We're are looking at a field, K, complete with respect to a (normalized nonarchimedean) valuation, ||, and let A be it's discrete valuation ring (all elements of K with absolute value less than or equal to 1) with maximal ideal m=(p), it's residue field k=A/m...now Hensel's lemma can be stated as follows: Let f be monic in A[x] and f' its image in k[x], if f'=g'h' in k[x] with g',h' monic and relatively prime in k[x] then there are g,h in A[x] both monic such that f=gh and g and h are relatively prime with g and h congruent to g' and h' respectively modulo m.

First off let me see if i got this straight: Say we're looking at Zp (completion of integers w.r.t. p) then to factor a monic polynomial in Zp[x] we only need to factor it over Zp/(p)[x] (which is isomorphic to F_p[x]!) ?

Now the proof is long winded but I will sketch it, it involves showing first that if the g' and h' are relatively prime over the residue field then g and h are in A[x] with u and v in A[x] with degrees less than g and h respectively s.t. gv+hu=1. Then we prove that if such a pair exists then it's unique. Now the last part is what i'm having trouble with, existence:

They construct the polynomials inductively at each step producing a g_n,h_n such that g_n is congruent to g_0 modulo m and similarly for h_n & h_o also that f=h_ng_n modulo m^{n+1}. The base case is obviously what we've been given as a hypothesis so then they proceed to build the next polynomials, they say they need a u and v with degu<deg(g_0), degv(v)<deg(h_0) such that f=(h_n+p^{n+1}v)(g_n+p^{n+1}u) modulo p^{n+2}. Note here p is the generator for m.

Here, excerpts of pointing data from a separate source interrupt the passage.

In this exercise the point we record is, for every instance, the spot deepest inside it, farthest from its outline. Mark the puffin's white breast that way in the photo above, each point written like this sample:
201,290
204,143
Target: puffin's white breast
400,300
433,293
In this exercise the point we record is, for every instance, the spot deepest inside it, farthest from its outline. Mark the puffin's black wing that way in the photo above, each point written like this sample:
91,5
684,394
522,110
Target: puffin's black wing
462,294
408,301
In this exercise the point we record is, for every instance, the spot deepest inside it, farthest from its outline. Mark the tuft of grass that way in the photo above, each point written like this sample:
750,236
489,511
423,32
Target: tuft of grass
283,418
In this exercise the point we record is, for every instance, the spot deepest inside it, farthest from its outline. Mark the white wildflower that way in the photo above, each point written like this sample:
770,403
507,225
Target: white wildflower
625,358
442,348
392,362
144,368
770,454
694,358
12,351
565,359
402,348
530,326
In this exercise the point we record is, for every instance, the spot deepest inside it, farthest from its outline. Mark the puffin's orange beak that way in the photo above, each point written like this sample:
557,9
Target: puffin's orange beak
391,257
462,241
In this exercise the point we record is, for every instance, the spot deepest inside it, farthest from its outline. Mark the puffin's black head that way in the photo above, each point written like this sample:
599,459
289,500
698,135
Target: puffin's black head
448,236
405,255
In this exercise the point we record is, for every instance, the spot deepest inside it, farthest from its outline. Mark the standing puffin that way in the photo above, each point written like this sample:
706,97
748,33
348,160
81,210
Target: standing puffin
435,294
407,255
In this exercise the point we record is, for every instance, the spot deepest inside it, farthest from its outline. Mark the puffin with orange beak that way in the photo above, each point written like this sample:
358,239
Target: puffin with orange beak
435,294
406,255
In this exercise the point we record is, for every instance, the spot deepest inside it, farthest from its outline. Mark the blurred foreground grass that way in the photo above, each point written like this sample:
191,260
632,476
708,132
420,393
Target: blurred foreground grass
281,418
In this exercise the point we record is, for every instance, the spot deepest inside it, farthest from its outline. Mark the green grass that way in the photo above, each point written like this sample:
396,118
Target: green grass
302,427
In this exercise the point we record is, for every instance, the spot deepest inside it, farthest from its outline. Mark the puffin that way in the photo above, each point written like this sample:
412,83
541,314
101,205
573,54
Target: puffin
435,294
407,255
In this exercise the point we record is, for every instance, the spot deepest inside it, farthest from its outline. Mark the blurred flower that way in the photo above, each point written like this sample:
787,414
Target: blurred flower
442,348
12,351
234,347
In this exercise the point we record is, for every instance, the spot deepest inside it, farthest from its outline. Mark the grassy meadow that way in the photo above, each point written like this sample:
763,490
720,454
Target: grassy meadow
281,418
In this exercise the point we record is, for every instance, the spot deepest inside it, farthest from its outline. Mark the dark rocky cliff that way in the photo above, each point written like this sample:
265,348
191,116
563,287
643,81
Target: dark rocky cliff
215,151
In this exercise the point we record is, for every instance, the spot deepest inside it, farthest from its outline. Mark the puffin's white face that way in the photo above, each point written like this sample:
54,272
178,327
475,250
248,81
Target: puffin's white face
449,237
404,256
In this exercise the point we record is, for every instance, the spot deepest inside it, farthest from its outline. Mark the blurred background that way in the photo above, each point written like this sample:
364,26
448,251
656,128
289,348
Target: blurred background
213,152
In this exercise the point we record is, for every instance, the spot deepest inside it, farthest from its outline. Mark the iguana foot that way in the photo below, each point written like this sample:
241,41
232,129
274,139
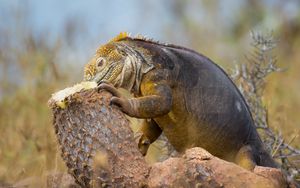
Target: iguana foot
245,158
117,99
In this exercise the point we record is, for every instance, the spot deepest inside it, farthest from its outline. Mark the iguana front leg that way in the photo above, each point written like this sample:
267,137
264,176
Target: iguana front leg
147,134
156,100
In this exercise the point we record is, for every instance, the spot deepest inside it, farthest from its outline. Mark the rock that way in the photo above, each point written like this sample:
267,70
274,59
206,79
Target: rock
98,147
198,168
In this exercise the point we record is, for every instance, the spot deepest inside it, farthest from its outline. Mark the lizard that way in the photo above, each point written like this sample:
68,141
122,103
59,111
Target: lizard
182,93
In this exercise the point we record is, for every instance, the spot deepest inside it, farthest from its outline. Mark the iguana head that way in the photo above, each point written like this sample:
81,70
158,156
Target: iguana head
117,62
107,64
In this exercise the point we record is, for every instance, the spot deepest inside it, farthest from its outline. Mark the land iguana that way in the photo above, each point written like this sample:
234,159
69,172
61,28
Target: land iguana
182,93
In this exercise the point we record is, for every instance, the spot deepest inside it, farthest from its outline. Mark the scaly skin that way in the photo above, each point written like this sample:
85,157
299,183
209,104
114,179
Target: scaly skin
182,93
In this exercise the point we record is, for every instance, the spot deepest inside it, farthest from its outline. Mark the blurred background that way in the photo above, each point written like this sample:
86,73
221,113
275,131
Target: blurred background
45,44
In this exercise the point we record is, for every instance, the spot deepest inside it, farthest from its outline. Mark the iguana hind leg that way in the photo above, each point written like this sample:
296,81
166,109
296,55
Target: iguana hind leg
246,158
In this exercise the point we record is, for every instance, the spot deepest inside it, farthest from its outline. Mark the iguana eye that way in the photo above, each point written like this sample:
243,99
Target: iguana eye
100,61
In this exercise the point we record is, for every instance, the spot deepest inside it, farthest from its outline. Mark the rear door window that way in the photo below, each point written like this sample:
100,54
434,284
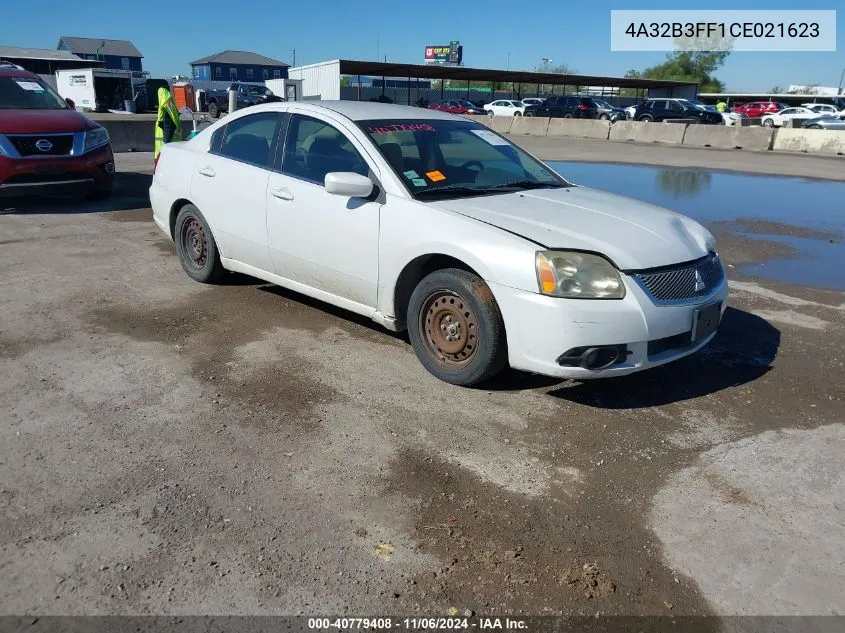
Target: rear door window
251,139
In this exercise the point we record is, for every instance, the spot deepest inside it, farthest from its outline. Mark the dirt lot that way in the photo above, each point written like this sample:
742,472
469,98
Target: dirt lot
174,448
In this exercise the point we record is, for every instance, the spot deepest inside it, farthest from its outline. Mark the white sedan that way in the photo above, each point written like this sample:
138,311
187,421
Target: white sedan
505,107
426,221
779,119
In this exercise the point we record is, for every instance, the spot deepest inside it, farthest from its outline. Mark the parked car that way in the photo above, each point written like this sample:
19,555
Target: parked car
821,108
826,123
662,109
46,147
507,107
442,239
778,119
217,101
569,106
755,109
457,106
607,111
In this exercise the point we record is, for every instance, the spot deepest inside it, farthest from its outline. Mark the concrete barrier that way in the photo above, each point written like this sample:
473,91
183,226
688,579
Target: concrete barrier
579,128
815,141
531,126
135,136
729,137
643,132
483,119
502,124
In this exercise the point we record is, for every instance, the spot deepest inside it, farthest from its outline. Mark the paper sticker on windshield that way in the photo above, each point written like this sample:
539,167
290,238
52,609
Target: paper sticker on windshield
490,137
30,85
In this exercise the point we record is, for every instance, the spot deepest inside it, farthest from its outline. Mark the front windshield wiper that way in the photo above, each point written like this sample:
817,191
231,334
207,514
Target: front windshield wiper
526,184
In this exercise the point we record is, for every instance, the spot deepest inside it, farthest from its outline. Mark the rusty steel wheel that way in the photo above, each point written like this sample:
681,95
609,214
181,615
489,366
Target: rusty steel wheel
195,244
455,327
451,329
196,247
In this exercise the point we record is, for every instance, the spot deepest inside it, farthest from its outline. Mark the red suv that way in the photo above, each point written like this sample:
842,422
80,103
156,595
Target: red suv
758,108
47,148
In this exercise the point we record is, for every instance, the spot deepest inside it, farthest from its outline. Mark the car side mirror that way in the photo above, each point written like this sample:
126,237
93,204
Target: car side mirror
348,184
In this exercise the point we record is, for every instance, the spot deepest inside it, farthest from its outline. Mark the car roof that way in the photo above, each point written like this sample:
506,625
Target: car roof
365,110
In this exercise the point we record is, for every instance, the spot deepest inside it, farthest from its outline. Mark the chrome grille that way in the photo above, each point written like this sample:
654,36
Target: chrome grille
42,145
668,285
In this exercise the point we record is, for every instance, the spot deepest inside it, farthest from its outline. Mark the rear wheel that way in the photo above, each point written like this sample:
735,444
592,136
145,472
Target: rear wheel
196,247
456,328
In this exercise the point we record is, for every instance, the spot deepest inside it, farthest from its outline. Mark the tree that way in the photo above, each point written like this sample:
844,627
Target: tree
693,66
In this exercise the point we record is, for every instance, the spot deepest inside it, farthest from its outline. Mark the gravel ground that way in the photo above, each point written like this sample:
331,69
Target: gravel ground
173,448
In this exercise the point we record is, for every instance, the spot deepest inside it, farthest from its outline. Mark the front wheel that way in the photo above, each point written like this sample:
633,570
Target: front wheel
196,247
456,328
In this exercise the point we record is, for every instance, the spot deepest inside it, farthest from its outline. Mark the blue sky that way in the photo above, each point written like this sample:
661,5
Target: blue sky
577,35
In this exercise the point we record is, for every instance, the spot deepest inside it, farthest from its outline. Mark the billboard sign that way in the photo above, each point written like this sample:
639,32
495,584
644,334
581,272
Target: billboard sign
451,55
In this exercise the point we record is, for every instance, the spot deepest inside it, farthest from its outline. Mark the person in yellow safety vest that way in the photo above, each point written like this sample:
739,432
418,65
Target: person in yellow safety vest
168,126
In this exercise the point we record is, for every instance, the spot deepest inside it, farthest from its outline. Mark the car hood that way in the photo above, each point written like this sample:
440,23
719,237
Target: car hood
631,233
42,121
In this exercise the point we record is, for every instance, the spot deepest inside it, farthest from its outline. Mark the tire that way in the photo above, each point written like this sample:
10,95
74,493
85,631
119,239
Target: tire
459,300
196,247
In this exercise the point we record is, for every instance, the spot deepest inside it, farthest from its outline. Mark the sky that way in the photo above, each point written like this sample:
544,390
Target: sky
494,34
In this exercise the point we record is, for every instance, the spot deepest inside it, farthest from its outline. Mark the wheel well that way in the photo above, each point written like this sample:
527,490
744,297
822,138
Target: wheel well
413,273
174,211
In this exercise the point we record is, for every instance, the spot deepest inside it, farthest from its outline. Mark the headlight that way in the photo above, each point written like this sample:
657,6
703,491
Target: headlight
578,276
95,137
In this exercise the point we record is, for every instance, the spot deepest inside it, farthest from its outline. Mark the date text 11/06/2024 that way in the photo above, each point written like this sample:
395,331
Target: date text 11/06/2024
722,29
426,624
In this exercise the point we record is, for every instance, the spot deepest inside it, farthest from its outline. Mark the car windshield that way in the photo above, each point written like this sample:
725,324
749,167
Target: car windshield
438,158
24,93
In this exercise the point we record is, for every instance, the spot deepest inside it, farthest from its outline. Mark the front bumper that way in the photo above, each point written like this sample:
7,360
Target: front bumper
541,328
57,175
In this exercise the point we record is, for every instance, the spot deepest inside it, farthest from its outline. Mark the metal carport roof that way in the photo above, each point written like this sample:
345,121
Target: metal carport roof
462,73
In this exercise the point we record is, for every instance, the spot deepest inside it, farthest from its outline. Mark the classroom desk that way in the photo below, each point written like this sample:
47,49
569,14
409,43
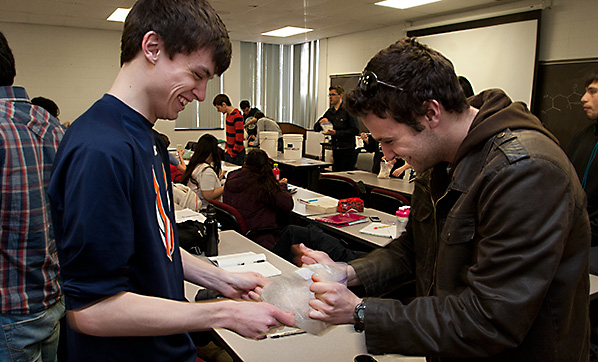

This is where i'm confused and also where the proof ends, why do the degrees of the polynomials of u and v have to be controlled?

So say we have all our h_n's and g_n's then we would take their limit (i.e the limits of the coefficients) which are well defined because the sequence defined by say the coefficient of x^i in the h_n's are cauchy:

say (m>n)
|h_n-h_m| is no bigger than |p^{n+1}| and the absolute value consists precisely of the sum of the differences of coefficients. But how do we actually know that each of these differences is small? It's clear that the total sum of these differences goes to zero but i dont know of a way to talk about the convergence of polynomials other than coefficient-wise.

Any help would be appreciated.

2. Jul 20, 2010

### sidm

well i have an answer tomy last question: h_n-h_m=p^{n+1}(something) thus the difference between coefficients of say x_i is a multiple of p^{n+1} is thus small. Thus h and g exist and clearly their product is equal to f:

f-gh has arbitrarily small absolute value (triangle inequality with h_ng_n for large enough n) so must be zero.

Still i'm not absolutely certain as to why the degrees of u and v above have to be controlled: maybe this is to maintain the monicity and degree of each iterant of the polynomial?

3. Jul 20, 2010

### Hurkyl

Staff Emeritus
That sounds reasonable.

You know that g and h are monic, and you know their degrees. Modulo pk, gn couldn't possibly be congruent to g if gn wasn't also monic and of the same degree.

Sure, you could find a different Cauchy sequence that converges to g, but why?